## Benchmarks results analysis

In this section, we demonstrate how to analyse the result of the benchmark using the same data presented in the paper.


### Hardness of the MDPs in the benchmark
In order to investigate the hardness of the MDPs in the benchmark, we position each MDP according to their diameters and environmental value norms.


In [None]:
import os
import re
import seaborn as sns
from glob import glob

import matplotlib
from matplotlib import cm
from matplotlib import pyplot as plt
from IPython.display import display, HTML

from colosseum.experiments.analyze import analyze
from colosseum.experiments.visualisation import experiment_summary2
from colosseum.experiments.utils import retrieve_experiment_prms, retrieve_n_seed
from colosseum.utils.benchmark_analysis import plot_labels_on_benchmarks_hardness_space
from colosseum.utils.miscellanea import clear_th, get_all_mdp_classes


def crs_in_hardness_space(exp_to_show):
    color_map = cm.get_cmap("Reds")
    df = experiment_summary2(glob(f"{exp_to_show}{os.sep}logs{os.sep}**"))
    df_numerical = df.applymap(lambda s: float(re.findall("\d+\.\d+", s)[0]))

    fig, axes = plt.subplots(1, len(df.columns), figsize=(len(df.columns) * 7, 7))
    for i, (a, ax) in enumerate(zip(df.columns, axes.tolist())):
        plot_labels_on_benchmarks_hardness_space(
            exp_to_show,
            text_f=lambda x: df.loc[x, a]
            .replace("\\textbf", "")
            .replace("$", "")
            .replace("{", "")
            .replace("}", "")
            .replace("\\pm", "±")[:4],
            color_f=lambda x: color_map(
                df_numerical.loc[x, a] / df_numerical.loc[:, a].max()
            ),
            ax=ax,
            multiplicative_factor_xlim=1.1,
            underneath_x_label="\n" + ["(a)", "(b)", "(c)", "(d)"][i],
            set_ylabel=i == 0,
        )
        ax.set_title(clear_th(a))
    plt.tight_layout()
    plt.show()


sns.set_theme()

available_experiments = list(
    sorted(
        filter(
            lambda x: x.split(os.sep)[-1][0] != "_",
            glob(f"experiments_done{os.sep}*"),
        )
    )
)
assert available_experiments == [
    "experiments_done/benchmark_continuous_communicating",
    "experiments_done/benchmark_continuous_ergodic",
    "experiments_done/benchmark_episodic_communicating",
    "experiments_done/benchmark_episodic_ergodic",
]

### Cumulative regrets in hardness space

In order to illustrate how hardness measures relate with cumulative regret and empirically valide the benchmark, we place the average cumulative regret obtained by each agent in each continuous ergodic MDP in a coordinate that corresponds to the diameter and the environmental value norm of that MDP.
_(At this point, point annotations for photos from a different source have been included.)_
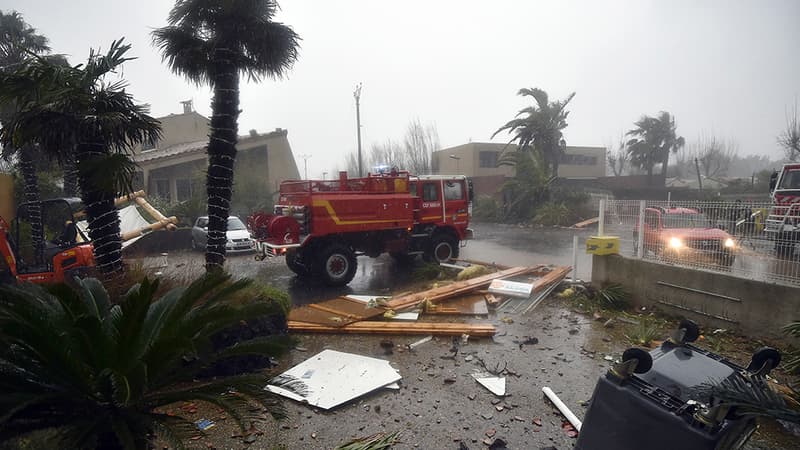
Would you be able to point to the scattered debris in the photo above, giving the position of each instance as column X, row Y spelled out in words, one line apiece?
column 378, row 441
column 572, row 418
column 416, row 344
column 388, row 347
column 498, row 444
column 376, row 327
column 472, row 272
column 495, row 385
column 332, row 378
column 205, row 424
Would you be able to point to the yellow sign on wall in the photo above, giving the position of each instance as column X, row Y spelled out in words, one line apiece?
column 602, row 245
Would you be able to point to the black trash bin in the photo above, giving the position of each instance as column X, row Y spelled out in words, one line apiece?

#### Benchmark continuous communicating
We note that increasing values of the diameter induce higher regret for UCRL2 and QLearning but not for PSRL.
UCRL2's regrets are not significantly influenced by the value norms, contrary to QLearning and PSRL.
Interestingly, higher values of the value norm yield lower regrets for QLearning and higher regrets for PSRL.


In [None]:
mdp_names = list(sorted(set(clear_th(x.__name__) for x in get_all_mdp_classes())))
COLORS = list(matplotlib.colors.TABLEAU_COLORS.keys())
fig, axes = plt.subplots(1, 4, figsize=(4 * 6, 6))  # , sharey=True)
for ii, exp_to_show in enumerate(available_experiments):
    plot_labels_on_benchmarks_hardness_space(
        exp_to_show,
        text_f=lambda x: str(int(x[1][-1]) + 1),
        color_f=lambda x: COLORS[mdp_names.index(clear_th(x[0]))],
        label_f=lambda x: clear_th(x[0]) if "0" in x[1] else None,
        ax=axes[ii],
        multiplicative_factor_xlim=1.05,
        multiplicative_factor_ylim=1.05,
        set_ylabel=ii == 0,
        set_legend=False,
        # xaxis_measure=("num_states", lambda x : x.num_states)
        # xaxis_measure = "suboptimal_gaps"
    )

leg = plt.legend(
    fontsize=22,
    ncol=8,
    loc="center left",
    bbox_to_anchor=(-4.0, 1.11),
    markerscale=1.3,
)
for x in leg.get_lines():
    x.set_linewidth(4)
plt.tight_layout()
plt.show()

In [None]:
crs_in_hardness_space(available_experiments[0])

#### Benchmark continuous ergodic
In this case, the increases in the value norm and the diameter produce increases in the regret in a similar way.
A similar phenomenon can be seen for QLearning.
For PSRL, instead, the ergodic case looks very similar to the communicating one.


In [None]:
crs_in_hardness_space(available_experiments[1])

#### Benchmark episodic communicating
In this scenario, we see that the diameter has relatively low influence on the cumulative regrets of the agents.
Increases in the environmental value norm induce more significant increases in the regrets, particularly for PSRL.



In [None]:
crs_in_hardness_space(available_experiments[2])

#### Benchmark episodic ergodic
Contrary to the communicating case, here increasing values of the diameter yield more significant increases of the regrets.
Especially for high values of environmental value norm.
Similarly to the previous scenario, the environmental value norm drives significant increases in the regrets of the agents,
in a more pronounced way for QLearning.

In [None]:
crs_in_hardness_space(available_experiments[3])

### Interactive analysis of the benchmarks results.
In addition to the previous visualizations, $\texttt{Colosseum}$ offers an interactive analysis of the results. It is possible to group the results *by MDP* to analyse the performances of the agents on the MDPs in the benchmark, or to group *by agent*, to investigate how the parameters/hardness of the MDPs influences the final cumulative regrets.

In [None]:
analyze(w=5)